ファジィニューラルネット解析の精度を高めるためには、数値データの数は多い方がよい。従って、数値データ化可能な指標をできるだけ多く抽出するとよい。指標の数は例えば10〜1000である。好ましくは50以上の指標を用いる。
(4)実測データの用意(図1のa)
このステップでは、予測目標となる実測データをサンプル毎に用意する。実測データは後のファジィニューラルネット解析で教師値(目的の出力値)として利用される。「実測データ」とは、予測目標に応じて各サンプルを実際に測定・解析することによって取得される、細胞の品質を表す数値データである。例えばステップ(3)と同様に画像解析によって実測データを得ることができる。但し、必要な実測データが得られる限り、測定・解析の手段は特に問わない。
例えば、予測目標が「培養開始から所定時間経過後までの増殖率」であれば、所定時間経過後のサンプルの細胞数と、培養開始時の細胞数を測定し、次式によって「実測データ」を得ることができる。
(数1)
増殖率=(所定時間経過後のサンプルの細胞数)/(培養開始時の細胞数)
培養開始時を基準にするのではなく、培養開始後のある時点を基準とし、そこから所定時間経過後までの増殖率を「予測目標」としてもよい。その場合は次式によって「実測データ」を得ることができる。
(数2)
増殖率=(所定時間経過後のサンプルの細胞数)/(培養開始後のある時点の細胞数)
他の例として、予測目標が「残存分裂時間」であれば、細胞が分裂しなくなるまで培養を継続し、培養開始時からの所要時間を計測する。そして次式によって「実測データ」を得る。
(数3)
残存分裂時間=所要時間−(培養開始から予測時までの経過時間)
尚、細胞が分裂しなくなるまでの所要時間を、予測時を基準に算出した場合は、「所要時間」=「実測データ」となる。
更に他の例として、予測目標が「残存分裂回数(ダブリング数)」であれば、細胞が分裂しなくなるまで培養を継続することによって総分裂回数を測定する。併せて予測時までの分裂回数を測定する。
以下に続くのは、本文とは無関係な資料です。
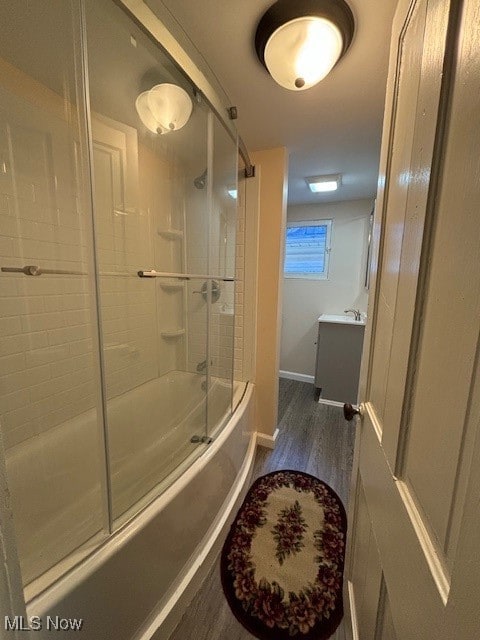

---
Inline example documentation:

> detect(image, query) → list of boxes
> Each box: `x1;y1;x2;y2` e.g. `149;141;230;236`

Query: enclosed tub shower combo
0;0;254;639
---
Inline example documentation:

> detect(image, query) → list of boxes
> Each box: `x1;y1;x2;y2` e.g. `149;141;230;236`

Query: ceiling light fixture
305;174;342;193
135;82;193;134
255;0;354;91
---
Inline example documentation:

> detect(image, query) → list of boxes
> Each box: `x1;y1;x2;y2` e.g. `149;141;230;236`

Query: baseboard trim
317;398;345;407
347;580;360;640
257;429;278;449
278;371;315;384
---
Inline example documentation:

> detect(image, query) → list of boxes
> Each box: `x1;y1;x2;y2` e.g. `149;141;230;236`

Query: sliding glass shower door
0;0;108;584
0;0;239;598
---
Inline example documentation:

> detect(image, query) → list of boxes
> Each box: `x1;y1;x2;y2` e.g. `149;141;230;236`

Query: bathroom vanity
315;314;365;404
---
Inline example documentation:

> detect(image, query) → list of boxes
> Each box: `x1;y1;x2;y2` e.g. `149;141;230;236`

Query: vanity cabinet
315;314;365;404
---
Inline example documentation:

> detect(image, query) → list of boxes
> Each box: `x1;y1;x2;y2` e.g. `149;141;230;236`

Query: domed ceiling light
255;0;354;91
135;82;193;134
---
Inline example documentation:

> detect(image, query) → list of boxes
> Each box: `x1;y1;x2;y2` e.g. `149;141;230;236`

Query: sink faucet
343;309;362;322
197;360;207;373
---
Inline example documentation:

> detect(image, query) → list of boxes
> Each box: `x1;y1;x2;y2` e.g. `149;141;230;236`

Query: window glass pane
285;221;330;277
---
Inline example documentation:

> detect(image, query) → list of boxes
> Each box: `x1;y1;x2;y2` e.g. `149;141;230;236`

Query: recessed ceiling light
305;174;342;193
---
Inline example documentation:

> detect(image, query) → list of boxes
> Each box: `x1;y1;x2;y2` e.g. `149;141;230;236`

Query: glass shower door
207;114;238;436
85;0;208;526
0;0;108;597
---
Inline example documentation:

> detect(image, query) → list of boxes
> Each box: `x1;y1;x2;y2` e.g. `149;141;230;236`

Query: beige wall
280;199;373;376
251;147;288;435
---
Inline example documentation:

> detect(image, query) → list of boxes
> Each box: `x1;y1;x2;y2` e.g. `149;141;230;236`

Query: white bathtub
23;372;255;640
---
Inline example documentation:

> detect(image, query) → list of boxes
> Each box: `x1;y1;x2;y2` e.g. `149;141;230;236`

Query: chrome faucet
197;360;207;373
343;309;362;322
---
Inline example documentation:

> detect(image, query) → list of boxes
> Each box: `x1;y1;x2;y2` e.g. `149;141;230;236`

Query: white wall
280;199;373;376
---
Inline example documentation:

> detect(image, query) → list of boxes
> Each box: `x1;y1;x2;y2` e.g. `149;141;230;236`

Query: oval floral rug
220;471;347;640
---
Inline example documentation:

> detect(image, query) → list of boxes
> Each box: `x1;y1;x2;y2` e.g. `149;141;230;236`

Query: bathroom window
284;220;332;280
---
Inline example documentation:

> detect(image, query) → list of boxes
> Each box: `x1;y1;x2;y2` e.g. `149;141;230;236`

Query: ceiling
148;0;397;204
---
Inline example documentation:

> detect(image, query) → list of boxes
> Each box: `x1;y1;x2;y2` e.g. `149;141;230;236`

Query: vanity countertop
318;313;366;326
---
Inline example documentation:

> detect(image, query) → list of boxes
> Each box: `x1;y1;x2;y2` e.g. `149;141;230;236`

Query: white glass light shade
135;91;161;133
135;83;193;133
264;16;343;91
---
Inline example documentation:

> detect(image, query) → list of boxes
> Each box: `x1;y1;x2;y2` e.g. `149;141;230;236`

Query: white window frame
283;219;333;280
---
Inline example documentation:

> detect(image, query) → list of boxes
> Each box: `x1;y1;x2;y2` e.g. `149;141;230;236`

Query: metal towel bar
1;264;235;282
138;269;235;282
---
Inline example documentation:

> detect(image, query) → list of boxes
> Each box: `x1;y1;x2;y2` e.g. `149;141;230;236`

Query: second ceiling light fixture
255;0;354;91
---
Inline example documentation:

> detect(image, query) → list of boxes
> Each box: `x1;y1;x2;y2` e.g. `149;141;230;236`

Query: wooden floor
170;379;354;640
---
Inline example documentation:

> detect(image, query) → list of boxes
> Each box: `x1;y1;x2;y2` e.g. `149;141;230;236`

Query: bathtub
24;372;255;640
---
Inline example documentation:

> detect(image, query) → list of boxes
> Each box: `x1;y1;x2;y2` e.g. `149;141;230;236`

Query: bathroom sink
318;313;366;325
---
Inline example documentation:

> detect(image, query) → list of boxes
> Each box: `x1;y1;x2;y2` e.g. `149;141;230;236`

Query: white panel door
347;0;480;640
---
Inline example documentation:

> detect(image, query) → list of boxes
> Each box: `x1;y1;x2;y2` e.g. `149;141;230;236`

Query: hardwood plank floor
170;378;354;640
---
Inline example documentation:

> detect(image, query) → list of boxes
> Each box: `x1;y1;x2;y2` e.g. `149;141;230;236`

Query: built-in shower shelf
160;329;185;339
160;282;185;291
157;229;183;240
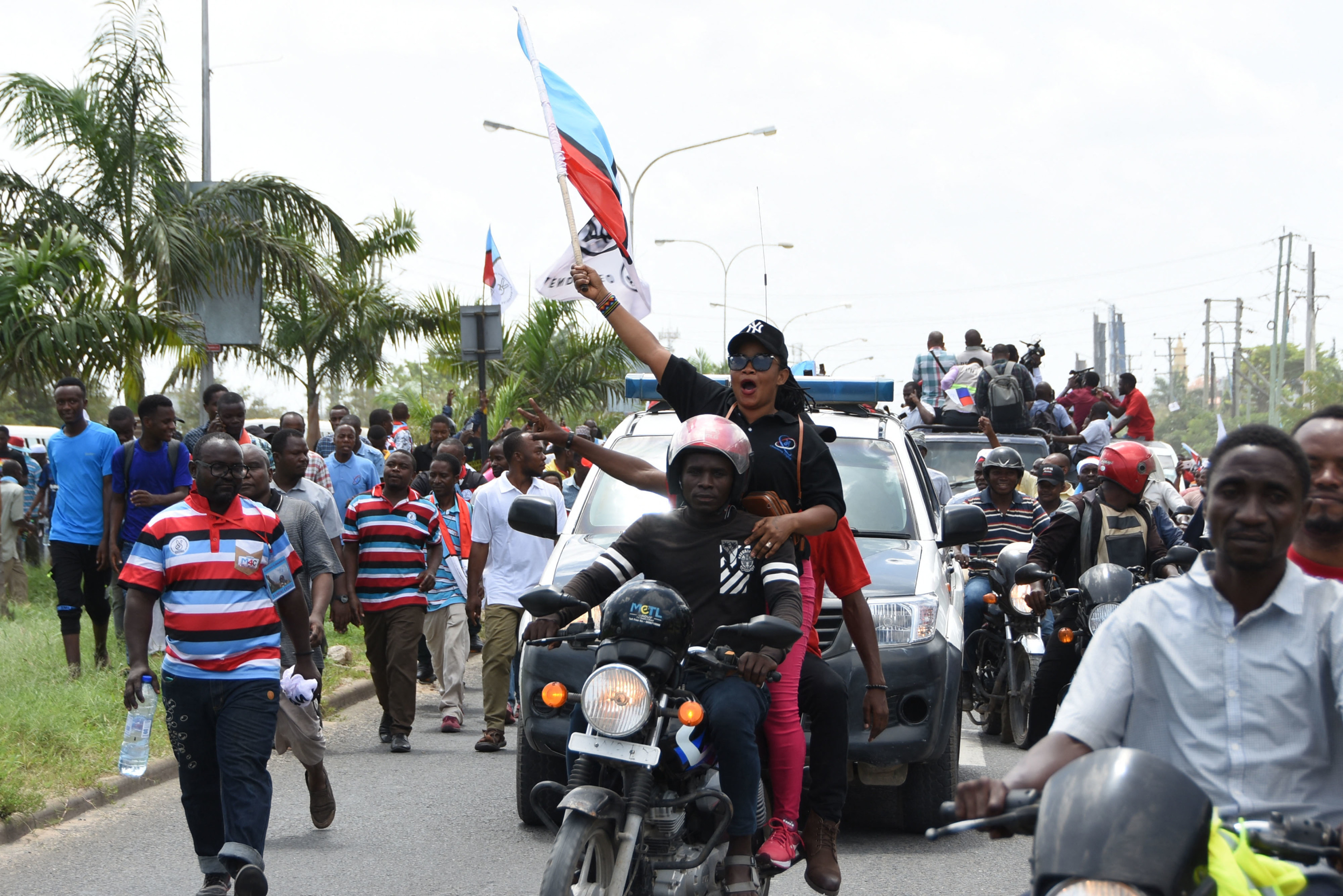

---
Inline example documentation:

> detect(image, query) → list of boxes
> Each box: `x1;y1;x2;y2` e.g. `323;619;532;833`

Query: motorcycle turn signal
541;681;569;709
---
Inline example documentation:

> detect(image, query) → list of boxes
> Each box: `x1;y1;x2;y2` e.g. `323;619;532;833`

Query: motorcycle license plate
569;731;662;767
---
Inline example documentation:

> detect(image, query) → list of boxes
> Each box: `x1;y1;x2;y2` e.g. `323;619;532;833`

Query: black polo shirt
658;354;845;517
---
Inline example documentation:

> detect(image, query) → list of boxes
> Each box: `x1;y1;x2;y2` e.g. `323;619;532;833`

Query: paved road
0;658;1030;896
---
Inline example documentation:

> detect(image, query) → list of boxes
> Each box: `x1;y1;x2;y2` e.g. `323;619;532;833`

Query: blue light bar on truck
624;373;896;404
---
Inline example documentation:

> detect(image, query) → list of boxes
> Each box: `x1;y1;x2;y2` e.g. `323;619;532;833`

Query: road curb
0;678;373;845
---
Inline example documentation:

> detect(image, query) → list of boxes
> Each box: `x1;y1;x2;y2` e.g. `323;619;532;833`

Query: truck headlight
868;598;937;646
583;662;653;738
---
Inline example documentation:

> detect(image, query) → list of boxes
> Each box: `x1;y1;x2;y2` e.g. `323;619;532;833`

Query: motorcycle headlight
1049;877;1143;896
868;598;937;646
1086;603;1119;634
1007;585;1035;617
583;662;653;738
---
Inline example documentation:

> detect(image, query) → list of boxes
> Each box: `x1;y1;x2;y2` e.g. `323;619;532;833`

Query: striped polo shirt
120;486;304;680
342;482;443;613
966;489;1049;560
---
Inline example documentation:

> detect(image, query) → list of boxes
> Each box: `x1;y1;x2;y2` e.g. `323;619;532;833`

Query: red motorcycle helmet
667;414;751;504
1100;440;1156;496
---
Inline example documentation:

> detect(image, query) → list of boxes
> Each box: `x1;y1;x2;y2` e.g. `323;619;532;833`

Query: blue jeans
163;676;279;875
564;672;770;837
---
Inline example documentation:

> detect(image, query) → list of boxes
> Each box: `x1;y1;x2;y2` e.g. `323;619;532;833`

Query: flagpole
513;7;583;265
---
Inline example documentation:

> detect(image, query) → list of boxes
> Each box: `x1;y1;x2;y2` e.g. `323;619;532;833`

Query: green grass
0;566;368;819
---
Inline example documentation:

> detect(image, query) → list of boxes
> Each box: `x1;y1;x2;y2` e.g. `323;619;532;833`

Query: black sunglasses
728;354;774;373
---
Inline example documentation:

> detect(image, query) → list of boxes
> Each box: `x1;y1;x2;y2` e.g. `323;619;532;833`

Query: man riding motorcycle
1025;442;1168;750
956;426;1343;896
524;414;802;893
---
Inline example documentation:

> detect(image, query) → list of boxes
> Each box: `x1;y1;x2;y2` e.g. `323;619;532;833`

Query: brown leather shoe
475;728;508;752
802;813;839;896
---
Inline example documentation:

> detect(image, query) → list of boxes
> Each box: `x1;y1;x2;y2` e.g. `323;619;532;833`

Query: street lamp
779;302;853;333
485;119;779;251
655;243;792;357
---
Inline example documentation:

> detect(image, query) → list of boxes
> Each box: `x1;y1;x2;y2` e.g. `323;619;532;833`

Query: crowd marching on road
8;294;1343;896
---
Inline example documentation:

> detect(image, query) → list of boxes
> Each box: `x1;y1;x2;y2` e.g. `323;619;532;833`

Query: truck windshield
575;435;913;538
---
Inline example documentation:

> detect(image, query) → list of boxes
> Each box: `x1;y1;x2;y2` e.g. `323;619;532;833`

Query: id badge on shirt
265;558;294;601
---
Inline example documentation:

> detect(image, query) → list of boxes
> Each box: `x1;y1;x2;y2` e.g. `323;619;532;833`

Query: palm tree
420;290;634;420
251;207;424;439
0;0;356;404
0;227;180;391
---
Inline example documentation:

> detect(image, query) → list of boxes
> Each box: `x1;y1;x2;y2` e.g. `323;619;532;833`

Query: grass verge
0;566;368;819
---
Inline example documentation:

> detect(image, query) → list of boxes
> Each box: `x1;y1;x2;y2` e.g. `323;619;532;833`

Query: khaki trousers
481;605;522;731
424;603;471;723
0;556;28;615
275;695;326;768
364;606;424;735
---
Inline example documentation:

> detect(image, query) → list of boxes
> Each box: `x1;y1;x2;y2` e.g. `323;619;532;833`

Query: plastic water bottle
118;676;158;778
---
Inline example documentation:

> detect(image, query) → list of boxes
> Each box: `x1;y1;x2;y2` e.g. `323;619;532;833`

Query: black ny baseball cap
728;320;788;363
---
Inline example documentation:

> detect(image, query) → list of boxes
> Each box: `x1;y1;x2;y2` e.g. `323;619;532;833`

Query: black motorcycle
521;580;802;896
964;542;1045;747
927;747;1339;896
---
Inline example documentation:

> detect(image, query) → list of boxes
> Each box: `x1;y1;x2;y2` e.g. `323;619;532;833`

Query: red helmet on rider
1100;440;1156;496
667;414;751;504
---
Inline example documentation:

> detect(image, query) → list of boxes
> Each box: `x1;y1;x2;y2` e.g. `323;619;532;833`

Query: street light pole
486;119;779;251
655;242;792;357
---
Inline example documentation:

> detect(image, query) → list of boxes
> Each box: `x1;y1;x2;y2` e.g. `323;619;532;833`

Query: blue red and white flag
485;228;517;310
514;7;630;258
947;385;975;407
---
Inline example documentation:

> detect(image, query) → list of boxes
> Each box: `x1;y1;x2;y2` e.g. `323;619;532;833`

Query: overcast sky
10;0;1343;404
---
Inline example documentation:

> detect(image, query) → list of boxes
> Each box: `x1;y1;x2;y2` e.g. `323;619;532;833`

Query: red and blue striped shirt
120;486;304;680
342;484;443;613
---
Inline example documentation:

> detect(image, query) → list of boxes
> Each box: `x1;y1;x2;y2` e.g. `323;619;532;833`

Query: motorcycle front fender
559;785;624;825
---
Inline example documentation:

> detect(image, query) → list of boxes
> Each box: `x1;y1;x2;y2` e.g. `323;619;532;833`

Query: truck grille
817;598;843;653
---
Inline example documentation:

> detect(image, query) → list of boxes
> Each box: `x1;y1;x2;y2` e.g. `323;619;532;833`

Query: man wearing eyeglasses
120;432;320;896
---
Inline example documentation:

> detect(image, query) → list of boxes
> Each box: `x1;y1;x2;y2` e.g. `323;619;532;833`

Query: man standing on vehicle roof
1096;372;1156;442
956;424;1343;896
524;414;806;892
913;330;956;411
1284;404;1343;582
960;446;1049;697
1026;442;1166;747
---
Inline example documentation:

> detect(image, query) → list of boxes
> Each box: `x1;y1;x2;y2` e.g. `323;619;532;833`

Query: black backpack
121;439;181;483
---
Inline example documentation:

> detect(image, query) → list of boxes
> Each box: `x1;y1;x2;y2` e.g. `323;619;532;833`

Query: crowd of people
8;286;1343;896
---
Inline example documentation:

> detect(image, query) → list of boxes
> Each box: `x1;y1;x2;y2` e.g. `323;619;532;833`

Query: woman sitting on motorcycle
524;415;802;893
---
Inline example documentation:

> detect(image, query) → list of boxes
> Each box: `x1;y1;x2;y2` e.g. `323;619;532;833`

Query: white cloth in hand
279;666;317;707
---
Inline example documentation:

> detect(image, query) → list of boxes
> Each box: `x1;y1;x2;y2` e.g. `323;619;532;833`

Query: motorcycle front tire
541;811;624;896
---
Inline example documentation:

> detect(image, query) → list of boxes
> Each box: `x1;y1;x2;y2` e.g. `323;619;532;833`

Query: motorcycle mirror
510;585;587;619
508;495;560;542
1014;563;1049;585
709;617;802;653
937;504;988;548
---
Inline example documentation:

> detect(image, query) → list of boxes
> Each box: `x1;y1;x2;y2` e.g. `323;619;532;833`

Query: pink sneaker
756;818;802;870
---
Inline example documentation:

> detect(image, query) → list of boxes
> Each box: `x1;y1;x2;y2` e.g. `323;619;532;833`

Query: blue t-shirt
326;454;379;519
111;439;191;542
47;420;121;544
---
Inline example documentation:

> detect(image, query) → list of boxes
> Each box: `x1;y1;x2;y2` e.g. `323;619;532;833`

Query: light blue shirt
326;454;381;520
47;420;121;544
1050;561;1343;825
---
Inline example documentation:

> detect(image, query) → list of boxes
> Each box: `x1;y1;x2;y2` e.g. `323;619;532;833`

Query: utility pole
1232;298;1245;420
1268;236;1291;426
200;0;215;426
1305;246;1315;373
1203;298;1213;407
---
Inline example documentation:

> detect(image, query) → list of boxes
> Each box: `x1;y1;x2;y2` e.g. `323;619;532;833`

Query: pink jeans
764;560;821;822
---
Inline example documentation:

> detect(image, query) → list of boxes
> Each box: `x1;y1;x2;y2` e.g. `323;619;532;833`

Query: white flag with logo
536;218;653;318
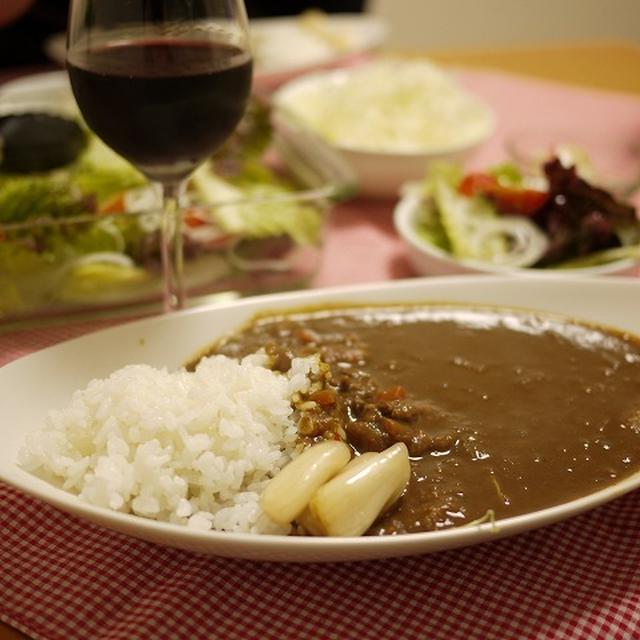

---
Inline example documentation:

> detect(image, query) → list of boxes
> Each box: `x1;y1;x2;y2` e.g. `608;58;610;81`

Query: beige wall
368;0;640;50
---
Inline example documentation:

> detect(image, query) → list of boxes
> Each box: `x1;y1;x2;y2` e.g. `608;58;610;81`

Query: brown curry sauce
195;306;640;535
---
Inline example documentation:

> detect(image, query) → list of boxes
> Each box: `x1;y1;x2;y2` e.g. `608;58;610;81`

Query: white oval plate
0;276;640;562
393;184;638;278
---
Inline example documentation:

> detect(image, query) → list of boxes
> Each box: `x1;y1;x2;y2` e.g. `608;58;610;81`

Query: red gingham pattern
0;485;640;640
0;72;640;640
0;320;640;640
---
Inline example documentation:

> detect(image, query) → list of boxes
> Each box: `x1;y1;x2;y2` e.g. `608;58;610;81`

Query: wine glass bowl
67;0;252;309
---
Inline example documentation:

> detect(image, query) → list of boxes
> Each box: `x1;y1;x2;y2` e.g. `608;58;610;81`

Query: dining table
0;41;640;640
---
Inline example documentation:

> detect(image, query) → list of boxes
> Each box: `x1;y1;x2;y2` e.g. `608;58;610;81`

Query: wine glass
67;0;252;311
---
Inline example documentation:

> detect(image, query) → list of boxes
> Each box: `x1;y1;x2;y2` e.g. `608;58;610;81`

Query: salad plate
0;71;352;322
0;276;640;562
393;154;640;277
393;184;640;278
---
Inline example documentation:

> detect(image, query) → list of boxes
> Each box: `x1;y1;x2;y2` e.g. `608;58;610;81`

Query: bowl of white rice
272;57;496;196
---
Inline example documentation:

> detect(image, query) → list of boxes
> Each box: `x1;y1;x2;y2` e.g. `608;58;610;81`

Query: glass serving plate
0;73;353;327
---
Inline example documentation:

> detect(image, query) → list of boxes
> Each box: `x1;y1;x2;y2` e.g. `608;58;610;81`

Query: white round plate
393;188;638;278
0;276;640;562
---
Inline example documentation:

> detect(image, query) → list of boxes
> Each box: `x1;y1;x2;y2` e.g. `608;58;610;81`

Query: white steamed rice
19;354;318;533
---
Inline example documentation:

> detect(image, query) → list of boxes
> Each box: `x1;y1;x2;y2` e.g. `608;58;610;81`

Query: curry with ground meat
195;306;640;535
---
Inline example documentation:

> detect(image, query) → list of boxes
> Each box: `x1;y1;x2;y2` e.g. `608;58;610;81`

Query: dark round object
0;113;87;173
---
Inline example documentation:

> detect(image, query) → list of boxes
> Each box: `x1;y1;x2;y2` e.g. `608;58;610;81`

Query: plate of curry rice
0;276;640;562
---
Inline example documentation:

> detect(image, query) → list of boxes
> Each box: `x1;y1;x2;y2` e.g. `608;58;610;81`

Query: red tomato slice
458;173;549;216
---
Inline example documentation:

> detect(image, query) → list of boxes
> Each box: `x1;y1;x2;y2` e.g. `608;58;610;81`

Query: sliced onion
467;218;549;267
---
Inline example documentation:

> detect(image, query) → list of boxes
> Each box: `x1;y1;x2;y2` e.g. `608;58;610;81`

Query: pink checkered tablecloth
0;72;640;640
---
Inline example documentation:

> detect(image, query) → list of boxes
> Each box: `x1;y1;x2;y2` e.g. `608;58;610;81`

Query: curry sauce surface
208;307;640;534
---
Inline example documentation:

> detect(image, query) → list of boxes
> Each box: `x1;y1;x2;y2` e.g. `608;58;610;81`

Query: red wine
67;40;252;180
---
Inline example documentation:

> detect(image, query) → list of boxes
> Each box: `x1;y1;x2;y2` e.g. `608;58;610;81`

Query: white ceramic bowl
393;188;639;278
272;58;496;197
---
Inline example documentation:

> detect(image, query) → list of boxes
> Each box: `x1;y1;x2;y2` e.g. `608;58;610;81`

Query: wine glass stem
160;183;185;312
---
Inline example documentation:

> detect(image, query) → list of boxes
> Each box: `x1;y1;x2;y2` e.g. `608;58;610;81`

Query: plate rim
0;275;640;562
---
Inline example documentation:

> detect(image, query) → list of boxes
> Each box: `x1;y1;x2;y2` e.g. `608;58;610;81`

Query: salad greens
416;159;640;268
418;164;546;267
0;100;323;318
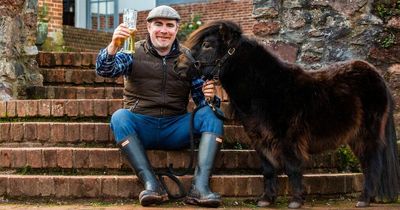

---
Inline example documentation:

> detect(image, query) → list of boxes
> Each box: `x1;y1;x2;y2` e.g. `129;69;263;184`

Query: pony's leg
350;142;383;207
257;151;277;207
284;151;304;209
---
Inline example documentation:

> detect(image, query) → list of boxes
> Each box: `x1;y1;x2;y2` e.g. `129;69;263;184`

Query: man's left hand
202;80;216;102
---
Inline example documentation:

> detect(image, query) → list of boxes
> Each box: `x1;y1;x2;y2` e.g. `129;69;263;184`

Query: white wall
75;0;86;28
75;0;156;28
118;0;156;13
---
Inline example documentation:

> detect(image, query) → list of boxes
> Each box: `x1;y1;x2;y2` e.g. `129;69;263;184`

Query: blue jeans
111;106;224;150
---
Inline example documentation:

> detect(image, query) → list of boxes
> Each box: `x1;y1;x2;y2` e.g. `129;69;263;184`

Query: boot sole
139;195;168;206
185;198;221;208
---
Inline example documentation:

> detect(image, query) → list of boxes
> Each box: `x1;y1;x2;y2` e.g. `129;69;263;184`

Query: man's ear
146;22;151;31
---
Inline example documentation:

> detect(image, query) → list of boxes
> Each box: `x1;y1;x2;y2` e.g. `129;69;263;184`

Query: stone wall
0;0;43;101
253;0;382;68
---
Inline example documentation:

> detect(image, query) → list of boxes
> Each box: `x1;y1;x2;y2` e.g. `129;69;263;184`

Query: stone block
26;148;43;168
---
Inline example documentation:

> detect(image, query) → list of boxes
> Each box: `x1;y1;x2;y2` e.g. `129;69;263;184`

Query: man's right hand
107;23;132;55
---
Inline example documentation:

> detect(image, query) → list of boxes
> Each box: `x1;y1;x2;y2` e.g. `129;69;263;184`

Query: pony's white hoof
257;200;271;207
288;201;302;209
356;201;369;208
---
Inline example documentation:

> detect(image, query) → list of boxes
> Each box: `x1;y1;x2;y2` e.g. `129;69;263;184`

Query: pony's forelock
184;20;243;48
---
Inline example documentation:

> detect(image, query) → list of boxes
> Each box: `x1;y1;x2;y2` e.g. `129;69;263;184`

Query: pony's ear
219;23;234;44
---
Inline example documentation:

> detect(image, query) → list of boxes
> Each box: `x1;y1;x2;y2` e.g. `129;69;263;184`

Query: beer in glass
122;9;137;54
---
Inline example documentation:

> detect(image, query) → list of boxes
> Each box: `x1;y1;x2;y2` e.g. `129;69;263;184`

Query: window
87;0;118;32
156;0;208;6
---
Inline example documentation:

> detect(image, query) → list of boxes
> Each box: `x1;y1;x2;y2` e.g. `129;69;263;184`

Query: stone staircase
0;52;382;199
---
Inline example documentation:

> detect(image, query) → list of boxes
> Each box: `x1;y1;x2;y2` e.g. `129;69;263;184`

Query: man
96;6;223;207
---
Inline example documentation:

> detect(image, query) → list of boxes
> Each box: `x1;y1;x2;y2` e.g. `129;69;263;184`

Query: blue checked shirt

そして次式によって「実測データ」を得る。尚、分裂回数は細胞数を基に算出することができる。
(数4)
残存分裂回数=総分裂回数−(予測時までの分裂回数)
(5)予測モデル(FNNモデル)の構築(図1のA)
次に、ステップ(3)で生成した数値データを入力値として、ステップ(4)で用意した実測データを教師値としてファジィニューラルネットワーク(FNN)解析を行い、予測モデルを構築する。このFNN解析においては、予測に有効な指標の組合せを示すファジィルールに基づいて出力値を算出する予測モデルが構築される。出力値が実測データに近い程、即ち出力値と実測データとの誤差が小さいほど、精度のよい予測モデルとなる。
後述のようにFNNモデルはファジィルールを抽出できるという特徴を持つ。本発明によって構築される予測モデルからは、予測に有効な指標の組合せを示すファジィルールを抽出できることになる。
ここで「ファジィニューラルネットワーク」とは、人工ニューラルネットワーク(Artificial Neural Network; ANN)とファジィ推論を組み合わせた方法をいい、ファジイ推論の欠点であるメンバーシップ関数の決定を人間に頼るという部分を回避すべく、ANNをファジィ推論に組み込み、その自動決定を行う方法である。学習機械のひとつであるANN(図2)は、生体の脳における神経回路網を数学的にモデル化したものであり、以下の特徴を持つ。ANNにおける学習は、目的の出力値(教師値)をもつ学習用のデータ(入力値; X)を用いて、バックプロパゲーション法(Back propagation; BP法)により教師値と出力値(Y)の誤差が小さくなるように、図2におけるノード(○で記載)とノード(○で記載)をつなぐ回路における結合荷重を変え、その出力値が教師値に近づくようにモデルを構築する過程であり、このBP法を用いれば、ANNは学習により自動的に知識を獲得することができる。そして、最終的に学習に用いていないデータを入力することにより、そのモデルの汎用性を評価することができる。従来、メンバーシップ関数の決定は、人間の感覚に頼っていたが、上で述べたようなANNをファジイ推論に組み込むことで自動的なメンバーシップ関数の同定が可能になる。これがFNNである。ANNと同様に、BP法を用いることによりネットワークに与えられた入出力関係を、結合荷重を変化させることで自動的に同定しモデル化することができる。FNNは、学習後のモデルを解析することでファジィ推論のように人間に理解しやすい言語的なルール(一例として図3の右下の吹き出しを参照)として知識を獲得できるという特徴をもっている。つまり、FNNは、その構造、特徴から、細胞の形態的特徴を表した数値のような変数の組み合わせにおける最適なファジィ推論の組み合わせを自動決定し、予測目標に関する推定と、予測に有効な指標の組合せを示すルールの生成を同時に行うことができる。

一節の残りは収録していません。